Our Bureau Bengaluru | Updated on December 20, 2019 Published on December 20, 2019

A file photo of Tejasvi Surya

Tejasvi Surya, Member of Parliament, Bengaluru (South), on Friday asserted that the Citizenship Amendment Act, (CAA) 2019, will pass the constitutional validity test of the Supreme Court. He also said that the protests against the Act were by 'misinformed and misled' people.

Addressing a gathering of advocates and general public on 'Propaganda vs Reality', Surya said, "The CAA does not fail the test of Article 14. In order to pass the test for permissible classification, some conditions must be fulfilled -- the classification must be founded on an intelligible differentia which distinguishes persons or things that are grouped together from others left out of the group. The differentia must have a rational nexus with the object sought to be achieved by the statute in question.”

“The objective sought to be achieved is providing citizenship to religiously persecuted minorities who have entered India before December 31, 2014, from three countries which are Pakistan, Afghanistan and Bangladesh.”

Talking about basis of granting citizenship, Surya said “The intelligible differentia here is how are you granting the citizenship. The Citizenship is accorded on the basis of religion because the persecution happened on the basis of religion in these three theocratic states which have declared Islam as their state religion.”

Surya also clarified various misconceptions on the Amendment.

Former Justice of the Karnataka High Court, Subhash B Adi and Chairman of Karnataka Minorities Commission Abdul Azeem were also part of the discussion. Arun Shyam of Advocates For Nation and senior advocate Vivek Reddy were also the guests.

Difference between CAA and NRC

Surya said, “When CAA and NRC is seen together, there is a fear that it will exclude Muslim minorities in India. The CAA doesn't exclude or debar anyone from citizenship. It instead grants citizenship to religiously persecuted minorities from three countries.”

He asked, “As for NRC, whether one is a Hindu from Bengaluru or a Muslim from Kerala, both will be subject to the same test under the NRC. There will be no discrimination. The procedures for the nationwide NRC is still being worked out. And when it is not yet worked out, why is there a fear that a Muslim alone will be targeted and asked to provide documents of his citizenship?”

Answering as to why Ahmedias and Shiias from Pakistan are not considered in the Citizenship Amendment Act, Surya said, "Those Ahmedias and Shiias residing in Pakistan identify themselves as Muslims. In a theocratic state, they can't be religious minorities. There is a world of difference between sectarian violence and religious violence.”

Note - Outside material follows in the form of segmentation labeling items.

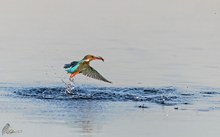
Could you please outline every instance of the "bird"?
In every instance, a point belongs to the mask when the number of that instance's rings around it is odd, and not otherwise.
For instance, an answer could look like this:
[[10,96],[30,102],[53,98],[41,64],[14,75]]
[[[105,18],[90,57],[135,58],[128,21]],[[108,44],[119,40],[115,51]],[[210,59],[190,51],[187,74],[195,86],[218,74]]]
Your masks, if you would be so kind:
[[69,64],[65,64],[64,68],[66,69],[67,73],[71,74],[69,77],[70,81],[72,81],[76,75],[83,74],[90,78],[101,80],[107,83],[112,83],[111,81],[104,78],[101,74],[99,74],[97,70],[90,66],[90,62],[93,60],[102,60],[104,62],[104,59],[102,57],[89,54],[80,61],[72,61]]
[[2,136],[4,134],[13,134],[13,133],[21,133],[22,130],[14,130],[11,128],[11,125],[9,123],[6,123],[6,125],[2,129]]

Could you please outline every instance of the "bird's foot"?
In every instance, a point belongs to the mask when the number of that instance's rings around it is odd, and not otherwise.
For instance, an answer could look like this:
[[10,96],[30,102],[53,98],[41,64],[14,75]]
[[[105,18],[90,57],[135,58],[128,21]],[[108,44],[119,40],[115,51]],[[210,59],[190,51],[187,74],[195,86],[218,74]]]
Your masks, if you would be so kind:
[[69,78],[70,83],[66,84],[66,89],[65,89],[65,93],[69,94],[69,95],[73,95],[73,90],[75,89],[74,86],[74,79]]

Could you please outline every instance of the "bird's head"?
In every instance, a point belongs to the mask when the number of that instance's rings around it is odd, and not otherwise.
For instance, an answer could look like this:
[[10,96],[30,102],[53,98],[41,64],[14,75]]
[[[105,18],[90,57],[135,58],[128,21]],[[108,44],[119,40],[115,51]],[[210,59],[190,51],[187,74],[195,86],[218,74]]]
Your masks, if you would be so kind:
[[102,60],[104,61],[104,59],[100,56],[96,57],[96,56],[93,56],[93,55],[86,55],[83,60],[85,60],[86,62],[90,62],[92,60]]

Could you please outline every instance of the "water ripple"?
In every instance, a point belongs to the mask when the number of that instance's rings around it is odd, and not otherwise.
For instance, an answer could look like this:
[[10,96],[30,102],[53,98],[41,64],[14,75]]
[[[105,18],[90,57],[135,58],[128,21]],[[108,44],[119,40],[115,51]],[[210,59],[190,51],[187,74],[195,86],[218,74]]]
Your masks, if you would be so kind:
[[19,97],[52,100],[147,101],[160,105],[188,104],[189,96],[173,87],[76,87],[69,95],[65,87],[30,87],[14,89]]

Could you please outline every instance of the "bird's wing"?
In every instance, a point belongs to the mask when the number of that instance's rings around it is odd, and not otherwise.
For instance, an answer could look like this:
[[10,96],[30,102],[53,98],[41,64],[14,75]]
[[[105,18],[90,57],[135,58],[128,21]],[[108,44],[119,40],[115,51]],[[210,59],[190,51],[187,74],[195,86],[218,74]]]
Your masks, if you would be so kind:
[[104,78],[101,74],[98,73],[94,68],[91,66],[85,67],[86,69],[83,69],[81,73],[87,77],[102,80],[104,82],[112,83],[111,81],[108,81],[106,78]]
[[79,61],[73,61],[70,64],[65,64],[64,68],[70,68],[70,67],[74,67],[76,64],[78,64]]

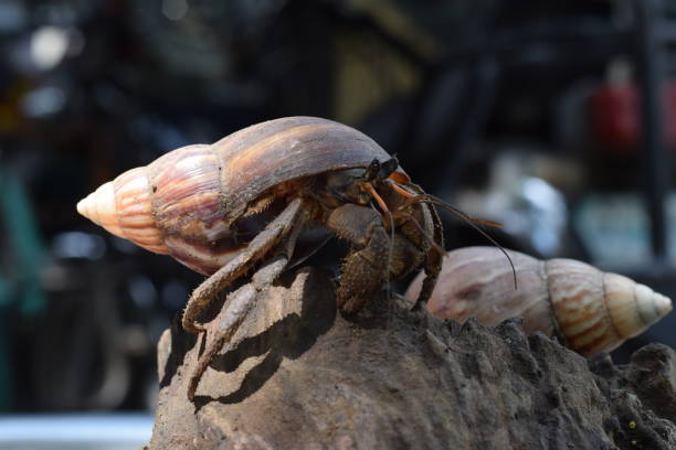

“Close to one-third of India's landmass was given to certain people on the basis of faith in 1947. Ahmedias and Shiias were at the forefront of demanding a separate state of Pakistan. You can't say that I was persecuted in the country I asked for and created, and therefore, let me into your India now. This can't be done until the 'Two-Nation theory' of Mohammad Ali Jinnah is reversed,” he explained.